Here is a suggestion. Since the voltages at all points in both states are known, to calculate the values quickly, first set R4 at 10k or some other convenient value. Then take the voltage ratios of the drops across R3 & R4 in both states, and average the two ratios for the scalar of R2. That leaves summing the currents of R2 & R4 in one state and dividing that into the drop of R3 in the same state to get its resistance being mindful that the current of R4 reverses in the change of state. Sketching it out and filling in the known voltage drops helps me keep things straight being in my dotage.

I originally used these equations:

Vtriplow = Vref*R2/(R1+R2) and Vtriphigh = Vref*R2/(R1+R2) + Vcc*R1/(R1+R2)
where R2 is my hysteresis resistor and R1 is the resistor after Vref.

However, I redid my calculations with nodal analysis at the noninverting input and received a hysteresis resistor of 10k and the two resistors in the divider network as 40k. This gives me a perfect 1.5 volt trigger level and 3.5 volt threshold level. But this is with an output of 4 volts at high and 1 volt at low. How are you getting an actual 0 for low output? Does the LM324 not have a limit on it's output voltage of about 1 volts, thus a 4volt high and 1volt low?

My simulation is attached.

Your configuration of presents a problem with two diodes in the feedback; one for each of the periods t1 & t2. Given the complexity of the dynamic resistance of both diodes in such a low current range, would it not be a good idea to eliminate the one with the lowest average current and the greatest swing in its dynamic resistance range?
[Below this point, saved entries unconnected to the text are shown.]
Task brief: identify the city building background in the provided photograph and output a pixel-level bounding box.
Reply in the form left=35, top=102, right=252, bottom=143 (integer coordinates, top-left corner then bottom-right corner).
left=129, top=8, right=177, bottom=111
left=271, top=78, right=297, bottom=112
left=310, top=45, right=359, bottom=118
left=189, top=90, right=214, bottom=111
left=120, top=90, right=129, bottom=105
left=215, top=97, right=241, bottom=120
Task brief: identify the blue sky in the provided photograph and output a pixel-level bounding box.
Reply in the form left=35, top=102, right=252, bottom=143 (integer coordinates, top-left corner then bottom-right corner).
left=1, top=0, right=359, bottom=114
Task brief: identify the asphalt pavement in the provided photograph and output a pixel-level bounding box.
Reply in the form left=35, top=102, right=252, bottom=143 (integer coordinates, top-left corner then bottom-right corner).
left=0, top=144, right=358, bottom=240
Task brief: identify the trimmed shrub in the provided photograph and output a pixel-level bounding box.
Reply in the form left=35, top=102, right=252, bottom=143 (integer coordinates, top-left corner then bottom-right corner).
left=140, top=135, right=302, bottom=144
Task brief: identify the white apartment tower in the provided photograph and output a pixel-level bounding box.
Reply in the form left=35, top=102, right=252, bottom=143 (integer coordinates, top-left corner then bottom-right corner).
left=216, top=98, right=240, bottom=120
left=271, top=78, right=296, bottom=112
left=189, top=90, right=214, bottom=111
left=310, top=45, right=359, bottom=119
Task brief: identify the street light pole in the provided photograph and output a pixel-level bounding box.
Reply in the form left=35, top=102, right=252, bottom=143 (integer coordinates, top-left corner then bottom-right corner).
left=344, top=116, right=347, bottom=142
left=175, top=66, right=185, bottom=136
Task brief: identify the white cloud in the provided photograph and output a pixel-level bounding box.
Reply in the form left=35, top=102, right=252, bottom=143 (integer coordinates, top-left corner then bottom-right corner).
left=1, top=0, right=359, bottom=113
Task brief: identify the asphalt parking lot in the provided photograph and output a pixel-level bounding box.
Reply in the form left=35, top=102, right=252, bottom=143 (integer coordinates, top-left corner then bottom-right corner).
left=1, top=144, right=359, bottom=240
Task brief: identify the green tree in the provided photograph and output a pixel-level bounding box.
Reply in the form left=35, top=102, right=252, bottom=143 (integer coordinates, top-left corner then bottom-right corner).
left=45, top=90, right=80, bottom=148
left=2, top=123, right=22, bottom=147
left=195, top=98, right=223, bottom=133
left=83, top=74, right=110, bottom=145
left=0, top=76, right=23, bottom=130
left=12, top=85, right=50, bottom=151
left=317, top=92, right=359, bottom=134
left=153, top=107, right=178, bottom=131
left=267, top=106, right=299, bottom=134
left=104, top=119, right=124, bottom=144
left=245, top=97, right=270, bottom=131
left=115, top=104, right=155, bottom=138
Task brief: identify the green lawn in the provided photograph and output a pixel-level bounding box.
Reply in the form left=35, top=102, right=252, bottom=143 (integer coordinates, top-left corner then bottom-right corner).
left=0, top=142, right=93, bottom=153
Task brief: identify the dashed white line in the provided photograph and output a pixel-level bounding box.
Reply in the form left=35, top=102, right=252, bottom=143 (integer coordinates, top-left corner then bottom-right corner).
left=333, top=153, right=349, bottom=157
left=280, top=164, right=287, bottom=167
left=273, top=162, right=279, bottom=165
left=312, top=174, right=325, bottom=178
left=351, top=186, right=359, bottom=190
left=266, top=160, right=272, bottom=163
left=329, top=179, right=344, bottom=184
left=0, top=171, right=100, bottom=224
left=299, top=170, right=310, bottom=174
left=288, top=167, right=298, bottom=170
Doing that allows t1 to be calculated with just the RC components and a swamping effect for the t2 timing with R5 in parallel with R8 and the diode, mitigating the impact greatly.

Now to come up with the timing for t1, the 0.8s period. The capacitance can be selected based on a few factors like the diode impact. Period t1 is 0.8s and lets put the capacitance at 10uf and are the knowns so Rt1 must be determined. The charge on the cap over that period can be determined as (1+Ln t1)*C. here is a start on the equation:

R = X/((1+ln t1)*1e-5)

EDIT: OOPS!
After checking my math, I discovered a transposition error. However, you should get the idea and the path to follow. Sorry for the posting an error.

I'll leave X for you to puzzle out. Here's another hint...take a look at the LM555 datasheet and this app. note: **broken link removed**

I'll add a few attachments also. One plot will display the plot of a diode's dynamic resistance with the cursor at 1uA to display the issues noted above. The second will of the circuit I came up with just in case I wasn't clear in my explaination with the plot of the circuit with all parameters at less than 1% error. The only the know values are displayed in the schematic. Note the hysteresis and cap charging between the trigger level of 1.5V and the threshold level of 3.5V.

I'll work on this part after I figure out the hysteresis part. I do understand what you're saying about the diode's impedance, it is definitely effecting my circuit.